This is a travelogue filmed by Arthur Higgins for Frank W Thring’s Efftee Film Productions. It surveys the Victorian town of Ballarat from the days of the gold rush up to the 1930s, and features voice-over narration by Thring and an instrumental musical score.

Curator’s notes

This documentary, part of Efftee’s Cities of the Empires series of travelogues, was, according to film historian Chris Long, the first talkie documentary made on Ballarat. Like Melbourne Today (1931, also part of Cities of the Empires), the final part of the film presents the city’s natural beauty, promoting it as a 'garden city’ perfect for recreation and leisure. However, there is also a hint of the economic strain of the Great Depression of the 1930s (see clip one), with contemporary prospectors digging up the streets of Ballarat for gold. This is glossed over in the travelogue, with Thring saying that Ballarat has gone from 'gold to gardens’.

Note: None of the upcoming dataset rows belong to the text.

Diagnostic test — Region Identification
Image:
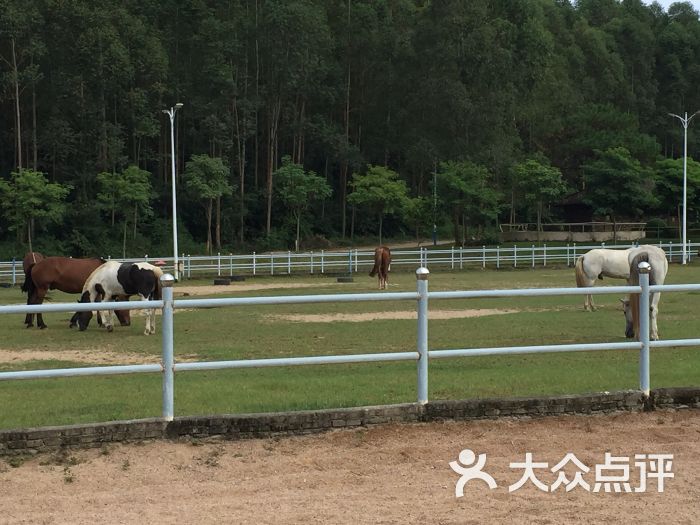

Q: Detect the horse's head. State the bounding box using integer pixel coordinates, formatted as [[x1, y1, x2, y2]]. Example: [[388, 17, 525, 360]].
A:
[[620, 299, 634, 339], [77, 292, 92, 332]]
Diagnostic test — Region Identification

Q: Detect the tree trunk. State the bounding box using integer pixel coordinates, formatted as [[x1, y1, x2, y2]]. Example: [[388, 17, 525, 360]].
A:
[[10, 37, 22, 171], [207, 199, 214, 255], [32, 69, 37, 170], [122, 219, 126, 259], [294, 213, 301, 252], [265, 97, 282, 235], [27, 220, 34, 252], [216, 196, 221, 250]]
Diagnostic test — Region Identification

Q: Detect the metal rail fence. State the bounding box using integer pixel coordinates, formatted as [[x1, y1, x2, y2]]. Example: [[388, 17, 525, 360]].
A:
[[0, 242, 700, 285], [0, 263, 700, 421]]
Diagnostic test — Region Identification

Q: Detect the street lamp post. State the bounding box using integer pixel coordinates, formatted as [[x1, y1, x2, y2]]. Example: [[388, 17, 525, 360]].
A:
[[163, 102, 183, 281], [669, 110, 700, 264]]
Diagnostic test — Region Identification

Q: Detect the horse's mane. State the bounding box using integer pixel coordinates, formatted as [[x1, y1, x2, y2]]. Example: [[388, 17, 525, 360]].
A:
[[575, 255, 586, 288], [153, 266, 163, 300], [20, 263, 36, 295]]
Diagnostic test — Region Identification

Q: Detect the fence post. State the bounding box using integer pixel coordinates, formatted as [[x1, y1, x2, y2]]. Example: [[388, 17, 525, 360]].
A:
[[542, 244, 547, 266], [160, 273, 175, 421], [416, 267, 430, 405], [639, 262, 651, 397]]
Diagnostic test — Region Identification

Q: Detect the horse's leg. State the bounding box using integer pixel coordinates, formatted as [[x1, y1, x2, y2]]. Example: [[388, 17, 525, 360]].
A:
[[649, 294, 659, 341], [34, 288, 48, 330], [141, 295, 156, 335], [24, 294, 34, 328], [105, 297, 114, 332]]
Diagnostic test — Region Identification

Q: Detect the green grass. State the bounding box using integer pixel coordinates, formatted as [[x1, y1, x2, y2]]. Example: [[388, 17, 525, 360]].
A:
[[0, 265, 700, 428]]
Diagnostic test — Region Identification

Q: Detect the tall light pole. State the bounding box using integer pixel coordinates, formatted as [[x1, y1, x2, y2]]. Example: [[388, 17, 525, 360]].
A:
[[163, 102, 183, 281], [669, 110, 700, 264]]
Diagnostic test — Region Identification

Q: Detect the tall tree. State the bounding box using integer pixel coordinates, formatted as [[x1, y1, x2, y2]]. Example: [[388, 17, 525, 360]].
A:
[[275, 156, 333, 251], [184, 155, 234, 255], [348, 166, 408, 244], [0, 170, 70, 251]]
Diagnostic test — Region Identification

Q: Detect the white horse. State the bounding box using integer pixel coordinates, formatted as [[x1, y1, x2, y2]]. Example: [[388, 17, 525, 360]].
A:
[[74, 261, 163, 335], [621, 245, 668, 341], [575, 244, 666, 310]]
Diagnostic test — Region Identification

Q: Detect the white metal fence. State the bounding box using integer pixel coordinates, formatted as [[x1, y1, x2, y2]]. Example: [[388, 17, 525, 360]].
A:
[[0, 263, 700, 420], [0, 243, 700, 285]]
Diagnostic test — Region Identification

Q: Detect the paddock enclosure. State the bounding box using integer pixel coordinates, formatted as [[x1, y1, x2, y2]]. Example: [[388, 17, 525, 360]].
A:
[[0, 265, 700, 428]]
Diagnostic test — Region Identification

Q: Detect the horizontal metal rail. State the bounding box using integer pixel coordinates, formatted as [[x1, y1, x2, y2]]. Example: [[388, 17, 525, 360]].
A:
[[0, 364, 163, 381], [174, 352, 420, 372], [0, 242, 700, 285], [428, 341, 642, 359]]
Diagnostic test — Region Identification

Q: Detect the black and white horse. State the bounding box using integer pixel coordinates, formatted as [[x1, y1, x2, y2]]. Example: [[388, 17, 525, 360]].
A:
[[74, 261, 163, 335]]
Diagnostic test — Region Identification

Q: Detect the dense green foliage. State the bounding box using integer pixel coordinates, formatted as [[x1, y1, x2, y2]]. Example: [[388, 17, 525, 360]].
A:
[[0, 0, 700, 255]]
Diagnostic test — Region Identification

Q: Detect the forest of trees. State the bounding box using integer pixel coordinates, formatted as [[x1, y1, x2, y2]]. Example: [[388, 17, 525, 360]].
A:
[[0, 0, 700, 257]]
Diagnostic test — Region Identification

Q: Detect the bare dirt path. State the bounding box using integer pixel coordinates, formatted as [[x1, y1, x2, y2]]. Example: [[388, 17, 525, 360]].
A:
[[0, 410, 700, 525]]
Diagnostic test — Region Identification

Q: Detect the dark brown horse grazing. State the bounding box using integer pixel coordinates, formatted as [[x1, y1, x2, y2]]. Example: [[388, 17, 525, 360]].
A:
[[369, 246, 391, 290], [22, 257, 130, 328]]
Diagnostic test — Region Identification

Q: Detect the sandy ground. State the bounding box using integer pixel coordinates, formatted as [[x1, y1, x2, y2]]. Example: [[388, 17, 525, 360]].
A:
[[0, 410, 700, 524]]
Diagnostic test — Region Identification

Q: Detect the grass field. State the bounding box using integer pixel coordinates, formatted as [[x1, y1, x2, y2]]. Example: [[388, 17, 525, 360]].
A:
[[0, 264, 700, 428]]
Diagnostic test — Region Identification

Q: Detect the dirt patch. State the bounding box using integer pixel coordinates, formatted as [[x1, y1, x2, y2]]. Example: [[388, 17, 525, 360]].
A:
[[173, 282, 328, 297], [0, 410, 700, 525], [265, 308, 519, 323]]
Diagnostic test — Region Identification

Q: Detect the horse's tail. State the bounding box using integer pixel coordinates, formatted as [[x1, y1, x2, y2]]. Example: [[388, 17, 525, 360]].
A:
[[575, 255, 586, 288], [369, 250, 382, 277], [21, 264, 36, 295]]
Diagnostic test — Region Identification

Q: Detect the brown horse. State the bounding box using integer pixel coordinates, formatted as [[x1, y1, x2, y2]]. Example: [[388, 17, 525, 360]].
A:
[[22, 257, 131, 328], [369, 246, 391, 290]]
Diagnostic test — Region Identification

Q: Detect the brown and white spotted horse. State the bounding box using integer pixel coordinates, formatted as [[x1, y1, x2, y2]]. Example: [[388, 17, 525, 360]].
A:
[[74, 261, 163, 335], [369, 246, 391, 290], [22, 252, 130, 328]]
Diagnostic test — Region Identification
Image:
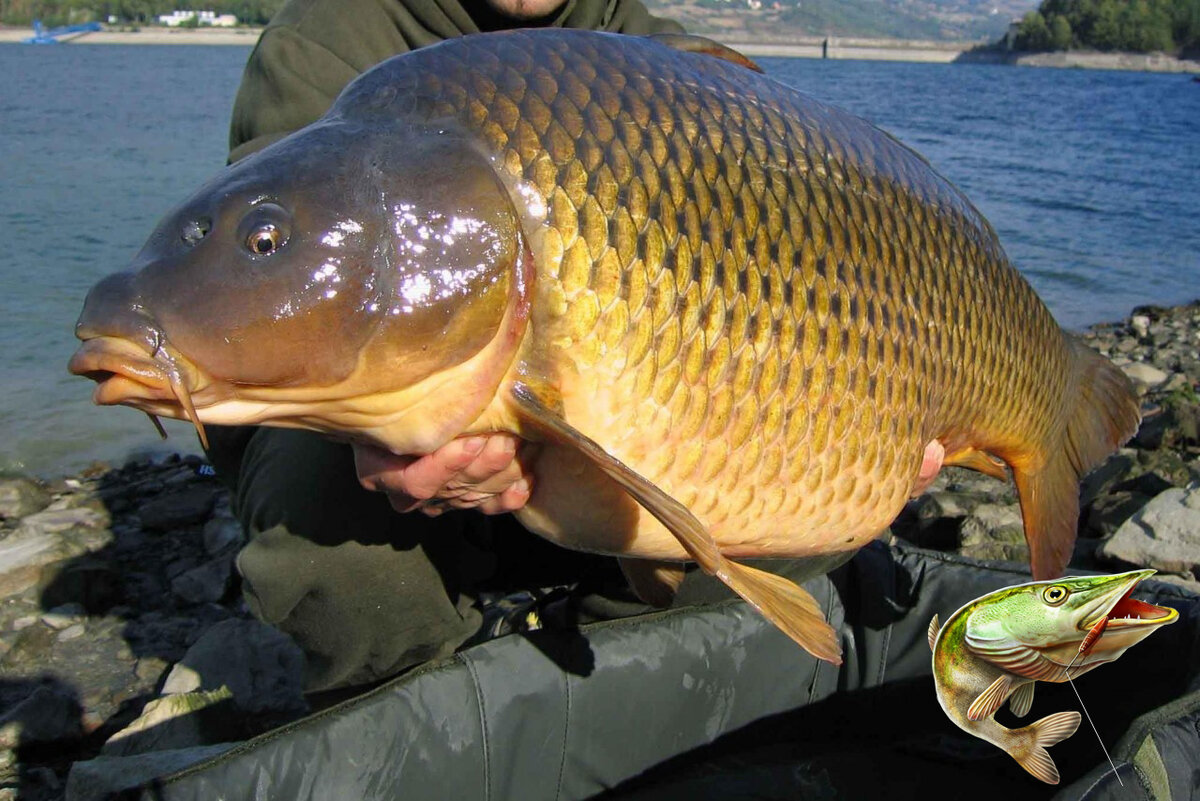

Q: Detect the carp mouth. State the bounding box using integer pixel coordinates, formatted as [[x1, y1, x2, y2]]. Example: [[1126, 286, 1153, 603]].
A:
[[67, 336, 209, 448]]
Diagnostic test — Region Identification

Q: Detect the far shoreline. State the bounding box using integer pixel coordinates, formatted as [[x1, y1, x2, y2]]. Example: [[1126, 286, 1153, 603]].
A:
[[0, 26, 1200, 74]]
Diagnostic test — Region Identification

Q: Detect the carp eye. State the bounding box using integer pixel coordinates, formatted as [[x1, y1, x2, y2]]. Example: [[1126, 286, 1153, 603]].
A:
[[238, 203, 292, 255], [246, 224, 283, 255], [1042, 584, 1070, 607]]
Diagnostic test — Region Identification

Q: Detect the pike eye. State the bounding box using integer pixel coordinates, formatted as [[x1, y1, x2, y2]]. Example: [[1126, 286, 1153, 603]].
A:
[[246, 223, 283, 255], [1042, 584, 1070, 607]]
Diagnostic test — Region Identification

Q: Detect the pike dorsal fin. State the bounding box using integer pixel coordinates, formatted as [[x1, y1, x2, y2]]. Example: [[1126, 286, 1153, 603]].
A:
[[649, 34, 762, 72], [511, 384, 841, 664], [967, 674, 1013, 721]]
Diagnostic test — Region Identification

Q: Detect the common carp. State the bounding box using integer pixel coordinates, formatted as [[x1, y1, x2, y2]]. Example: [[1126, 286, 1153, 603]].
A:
[[71, 30, 1139, 661], [929, 570, 1180, 784]]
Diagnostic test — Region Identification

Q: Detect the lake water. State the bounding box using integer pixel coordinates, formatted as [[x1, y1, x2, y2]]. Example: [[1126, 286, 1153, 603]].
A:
[[0, 44, 1200, 475]]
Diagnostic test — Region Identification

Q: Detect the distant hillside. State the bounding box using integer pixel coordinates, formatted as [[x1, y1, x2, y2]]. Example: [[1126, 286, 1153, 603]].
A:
[[646, 0, 1038, 40]]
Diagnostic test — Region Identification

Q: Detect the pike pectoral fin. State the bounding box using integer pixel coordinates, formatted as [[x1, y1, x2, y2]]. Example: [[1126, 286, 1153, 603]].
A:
[[1008, 681, 1036, 717], [967, 675, 1013, 721], [512, 384, 841, 664], [617, 558, 684, 609], [1008, 712, 1080, 784]]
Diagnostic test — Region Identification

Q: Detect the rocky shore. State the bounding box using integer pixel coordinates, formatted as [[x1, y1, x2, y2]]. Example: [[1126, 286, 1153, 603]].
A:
[[0, 302, 1200, 801]]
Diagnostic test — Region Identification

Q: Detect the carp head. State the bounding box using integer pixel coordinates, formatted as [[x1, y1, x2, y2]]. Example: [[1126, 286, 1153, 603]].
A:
[[966, 570, 1180, 681], [70, 115, 528, 453]]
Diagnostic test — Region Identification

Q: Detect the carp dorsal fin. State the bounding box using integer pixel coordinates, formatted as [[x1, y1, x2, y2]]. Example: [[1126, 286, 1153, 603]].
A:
[[967, 674, 1013, 721], [1008, 681, 1037, 717], [649, 34, 762, 72], [511, 383, 841, 664]]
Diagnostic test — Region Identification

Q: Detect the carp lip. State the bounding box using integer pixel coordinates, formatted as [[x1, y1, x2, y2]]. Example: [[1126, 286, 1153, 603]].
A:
[[67, 337, 209, 448]]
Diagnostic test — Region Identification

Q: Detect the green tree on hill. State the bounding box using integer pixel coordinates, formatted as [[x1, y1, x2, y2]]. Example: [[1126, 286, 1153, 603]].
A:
[[1015, 0, 1200, 53]]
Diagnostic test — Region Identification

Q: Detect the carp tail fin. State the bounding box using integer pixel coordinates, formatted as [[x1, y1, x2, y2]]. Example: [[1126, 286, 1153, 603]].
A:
[[1013, 335, 1141, 580], [511, 383, 841, 664], [1008, 711, 1081, 784]]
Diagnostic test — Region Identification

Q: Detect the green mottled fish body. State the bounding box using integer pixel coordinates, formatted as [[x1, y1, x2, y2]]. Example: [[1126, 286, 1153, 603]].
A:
[[929, 570, 1178, 784]]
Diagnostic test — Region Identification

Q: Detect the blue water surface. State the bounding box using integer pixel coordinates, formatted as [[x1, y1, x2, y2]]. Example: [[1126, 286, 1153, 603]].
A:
[[0, 44, 1200, 475]]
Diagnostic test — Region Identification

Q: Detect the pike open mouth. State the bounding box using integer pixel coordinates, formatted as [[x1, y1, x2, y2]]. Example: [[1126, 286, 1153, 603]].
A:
[[1080, 571, 1180, 631], [67, 337, 209, 447]]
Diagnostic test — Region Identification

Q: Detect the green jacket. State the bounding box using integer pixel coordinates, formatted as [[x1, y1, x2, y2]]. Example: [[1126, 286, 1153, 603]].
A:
[[229, 0, 683, 162]]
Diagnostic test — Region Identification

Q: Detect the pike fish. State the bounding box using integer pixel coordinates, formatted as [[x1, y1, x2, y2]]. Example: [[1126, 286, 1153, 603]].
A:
[[929, 570, 1180, 784], [70, 30, 1139, 661]]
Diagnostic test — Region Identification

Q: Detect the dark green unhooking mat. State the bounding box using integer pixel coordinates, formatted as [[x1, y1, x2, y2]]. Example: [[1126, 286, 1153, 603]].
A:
[[68, 546, 1200, 801]]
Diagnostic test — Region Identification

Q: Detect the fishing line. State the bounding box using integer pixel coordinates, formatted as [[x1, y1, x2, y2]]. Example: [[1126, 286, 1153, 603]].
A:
[[1063, 642, 1124, 787]]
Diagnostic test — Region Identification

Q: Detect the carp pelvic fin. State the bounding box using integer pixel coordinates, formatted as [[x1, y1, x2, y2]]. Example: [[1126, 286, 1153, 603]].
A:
[[512, 383, 841, 664], [1008, 712, 1081, 784], [967, 675, 1013, 721], [648, 34, 762, 72], [617, 558, 684, 609], [1008, 681, 1037, 717], [1013, 336, 1141, 580], [942, 447, 1008, 481]]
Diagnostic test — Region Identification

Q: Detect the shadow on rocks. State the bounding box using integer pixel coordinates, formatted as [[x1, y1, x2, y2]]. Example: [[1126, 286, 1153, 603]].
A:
[[0, 454, 306, 801]]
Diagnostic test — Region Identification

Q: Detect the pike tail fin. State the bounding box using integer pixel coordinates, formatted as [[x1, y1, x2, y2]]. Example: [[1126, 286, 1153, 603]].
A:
[[1013, 335, 1141, 580], [1008, 711, 1080, 784]]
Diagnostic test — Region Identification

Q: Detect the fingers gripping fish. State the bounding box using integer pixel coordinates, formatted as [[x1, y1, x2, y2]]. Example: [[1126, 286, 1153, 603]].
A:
[[71, 30, 1139, 661], [929, 570, 1178, 784]]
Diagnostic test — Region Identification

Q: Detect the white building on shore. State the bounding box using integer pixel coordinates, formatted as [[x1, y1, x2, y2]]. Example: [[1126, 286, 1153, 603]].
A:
[[158, 11, 238, 28]]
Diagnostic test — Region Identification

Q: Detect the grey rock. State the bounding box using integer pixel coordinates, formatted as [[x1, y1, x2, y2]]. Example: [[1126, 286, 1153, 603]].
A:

Frank Thring was an enthusiastic supporter of talking pictures and a great believer in their potential to bolster the Australian film industry. In 1930, Thring sold his share in Hoyts theatres to start Efftee Film Productions and set up Efftee Studios in Melbourne’s CBD (it later moved out to St Kilda). Between 1931 and 1934, the prolific Thring and Efftee produced a broad output of talking films that included a handful of features, three short travelogues, a series of variety shorts called Efftee Entertainers, natural history documentaries (or 'marvelogues’) and newsreel items. Thring also produced the first all-Australian talking picture program, which screened to audiences in 1931 at the Plaza Theatre in Melbourne (see Efftee Studio Opening in Melbourne: Speech by Frank Forde, FW Thring Introduces the Stars, and Diggers, all 1931).